Mornings became my favorite. I'd wake early, brew my own cup, and sit by the window watching the sun rise over the city. It wasn't much, but it gave me peace.

Evenings, I took long walks. Sometimes through busy streets, other times down quieter roads where the only sound was my footsteps. Walking cleared my mind. It made me feel less trapped in the cage of my lost memories.

Books became another escape. I didn't know what I used to like, so I tried everything—romance, mystery, fantasy. I devoured stories of people falling in love, people losing everything, people fighting for more. Maybe because in their stories, I found pieces of myself.

Still, the past haunted me.

Sometimes a smell would trigger something—a whiff of cologne, smoke, or rain on asphalt. My chest would tighten, and I'd feel a flash of… something.

Other times, a song would play, and I'd get goosebumps. Like I had danced to it once, laughed to it, cried to it.

And the dreams… they were the worst.

In them, I was running. Always running after someone. A figure ahead of me, moving faster no matter how much I chased. My throat burned, my legs gave out, but I couldn't stop. I needed to reach him.

I'd wake up sobbing, clutching my chest, certain my heart had been broken before.

But I never remembered who he was.

And now, here I am. Twenty-four years old. A woman who had to build herself from the ground up.

My apartment is small, but it feels like home. My job isn't glamorous, but it keeps me afloat. I have friendly coworkers, people I chat with every day, even if they don't truly know me.

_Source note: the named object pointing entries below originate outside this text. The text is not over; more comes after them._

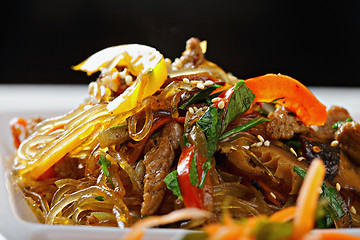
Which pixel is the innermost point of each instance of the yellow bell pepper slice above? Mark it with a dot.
(145, 62)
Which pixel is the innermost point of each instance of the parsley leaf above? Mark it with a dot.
(194, 179)
(338, 124)
(246, 126)
(104, 166)
(334, 209)
(266, 230)
(172, 183)
(201, 96)
(210, 124)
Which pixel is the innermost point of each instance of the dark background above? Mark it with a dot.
(316, 42)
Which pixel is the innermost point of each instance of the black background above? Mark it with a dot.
(316, 42)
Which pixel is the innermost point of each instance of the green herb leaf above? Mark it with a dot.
(206, 166)
(328, 193)
(338, 124)
(240, 101)
(104, 166)
(172, 183)
(210, 124)
(266, 230)
(201, 96)
(194, 178)
(99, 198)
(246, 126)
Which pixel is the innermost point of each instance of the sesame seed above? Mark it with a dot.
(301, 159)
(128, 79)
(293, 152)
(186, 80)
(353, 210)
(200, 85)
(334, 143)
(191, 110)
(215, 99)
(338, 187)
(260, 138)
(316, 149)
(221, 105)
(208, 83)
(272, 195)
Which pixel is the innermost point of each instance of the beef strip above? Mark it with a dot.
(158, 162)
(348, 136)
(326, 133)
(284, 125)
(191, 57)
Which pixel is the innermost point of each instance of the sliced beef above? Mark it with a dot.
(348, 136)
(326, 133)
(191, 57)
(158, 162)
(284, 125)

I smile. I laugh. I survive.

But deep down, I know I'm incomplete.

There's a part of me that's missing—someone I once loved, a life I once lived.

I've accepted that I may never remember. That maybe I'm not meant to.

But life has a way of surprising you.

Because even as I sit here now, sipping my coffee, I don't realize that fate is moving closer. That the past I thought I had buried is waiting just around the corner.

And soon, I'll meet someone who will change everything.

Someone who will make me feel alive again.

Five years of silence are about to shatter.